There are logistical problems with this that cannot be overlooked – namely that a single triumphant judgement can only have a limited external consequences. In order to have a significant impact the Court has to adjudicate over individual complaints against individual States. For example, Abu Zabedah’s legal team have also won a case in the ECHR against Lithuania on similar grounds. A judgement against one State cannot force another to pay reparations to victims is has responsibility for- but it may begin to outline a clear rule that the Extraordinary Rendition Programme is disgraceful, both legally and morally (if, apparently, that was not obvious before). These States, however, may give a second thought to their legal obligations when complying with the imposing requests of the United States.
There are not many ways in which, on a global scale, one can envisage certain human rights commitments triumphing over international political considerations. The ECHR last week offered us a glimpse of well needed hope that law is capable of buffering political hegemony. Whether this will have tangible long term consequences for the global avocation of human rights and dignity, one can only wait and see- perhaps not with baited breach, but with renewed confidence.
Monique Bouffé is a LLM student in Leiden University studying Public International Law.
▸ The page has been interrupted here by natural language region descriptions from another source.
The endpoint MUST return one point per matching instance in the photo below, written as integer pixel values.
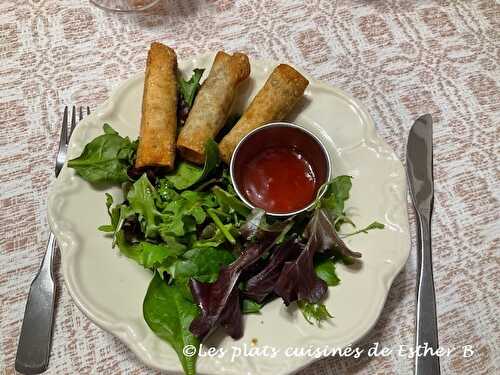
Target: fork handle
(33, 349)
(426, 333)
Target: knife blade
(419, 167)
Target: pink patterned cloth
(400, 58)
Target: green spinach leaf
(325, 269)
(314, 311)
(203, 264)
(250, 307)
(147, 254)
(337, 194)
(169, 314)
(188, 89)
(374, 225)
(106, 159)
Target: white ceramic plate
(109, 288)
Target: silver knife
(420, 178)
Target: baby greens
(211, 257)
(106, 159)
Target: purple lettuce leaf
(217, 300)
(298, 279)
(261, 285)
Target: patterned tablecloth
(401, 58)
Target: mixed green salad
(211, 257)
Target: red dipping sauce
(279, 180)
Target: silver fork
(33, 349)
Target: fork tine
(73, 121)
(64, 131)
(61, 153)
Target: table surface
(401, 58)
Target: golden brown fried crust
(212, 104)
(159, 109)
(275, 100)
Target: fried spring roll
(212, 104)
(275, 100)
(159, 109)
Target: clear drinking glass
(125, 5)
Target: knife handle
(33, 349)
(426, 333)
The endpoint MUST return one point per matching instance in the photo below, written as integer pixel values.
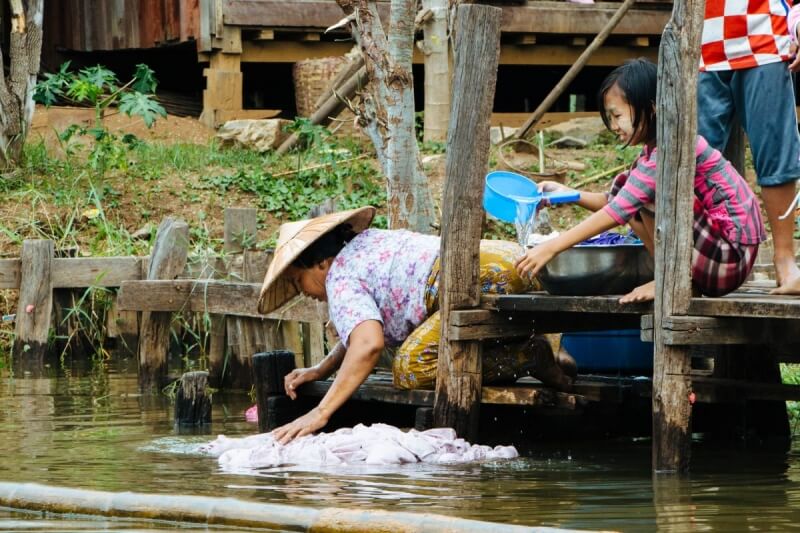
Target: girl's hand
(551, 186)
(297, 377)
(534, 260)
(307, 424)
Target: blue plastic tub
(615, 352)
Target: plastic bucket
(506, 194)
(615, 352)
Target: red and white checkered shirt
(741, 34)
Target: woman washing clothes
(382, 290)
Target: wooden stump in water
(274, 407)
(35, 307)
(192, 400)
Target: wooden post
(35, 307)
(477, 51)
(676, 112)
(167, 261)
(274, 407)
(223, 95)
(192, 400)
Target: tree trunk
(437, 71)
(387, 109)
(16, 89)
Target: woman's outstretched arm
(365, 346)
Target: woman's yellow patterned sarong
(416, 361)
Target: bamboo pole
(234, 513)
(573, 71)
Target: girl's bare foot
(643, 293)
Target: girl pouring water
(727, 219)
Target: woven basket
(311, 78)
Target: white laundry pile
(378, 444)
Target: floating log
(193, 400)
(477, 51)
(168, 260)
(234, 513)
(35, 306)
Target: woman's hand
(297, 377)
(535, 259)
(307, 424)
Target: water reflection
(97, 432)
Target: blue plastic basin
(616, 352)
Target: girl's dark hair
(637, 79)
(329, 245)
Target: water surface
(97, 432)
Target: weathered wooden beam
(536, 17)
(193, 400)
(703, 330)
(543, 302)
(676, 112)
(747, 305)
(515, 395)
(222, 297)
(477, 51)
(168, 259)
(35, 307)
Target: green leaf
(141, 105)
(99, 76)
(144, 79)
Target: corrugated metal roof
(91, 25)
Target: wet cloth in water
(378, 444)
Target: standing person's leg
(770, 119)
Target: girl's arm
(365, 346)
(538, 256)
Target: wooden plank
(701, 330)
(380, 391)
(543, 302)
(168, 259)
(542, 54)
(676, 112)
(476, 50)
(35, 306)
(9, 273)
(221, 297)
(536, 17)
(80, 272)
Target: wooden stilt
(477, 49)
(274, 407)
(35, 307)
(224, 88)
(167, 261)
(192, 400)
(676, 112)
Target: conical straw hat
(293, 239)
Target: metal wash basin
(597, 269)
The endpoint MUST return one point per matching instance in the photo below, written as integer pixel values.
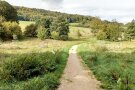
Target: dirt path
(77, 76)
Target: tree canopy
(8, 11)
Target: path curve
(76, 76)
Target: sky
(121, 10)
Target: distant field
(12, 51)
(23, 24)
(112, 63)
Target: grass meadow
(112, 63)
(34, 64)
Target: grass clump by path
(33, 71)
(114, 70)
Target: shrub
(101, 35)
(2, 19)
(55, 35)
(64, 37)
(10, 29)
(41, 33)
(31, 30)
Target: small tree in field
(11, 30)
(55, 35)
(8, 11)
(41, 32)
(79, 34)
(31, 30)
(61, 26)
(130, 33)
Her interests include the status of internally displaced persons in non-international armed conflict and the protection of refugees resulting from environmental crises. After her degree she intends to work for a non-governmental organisation giving legal aid to refugees and putting pressure on States to comply with their non-refoulement obligations. In her spare time she enjoys travelling and occasionally plays the guitar in her local restaurants in The Hague.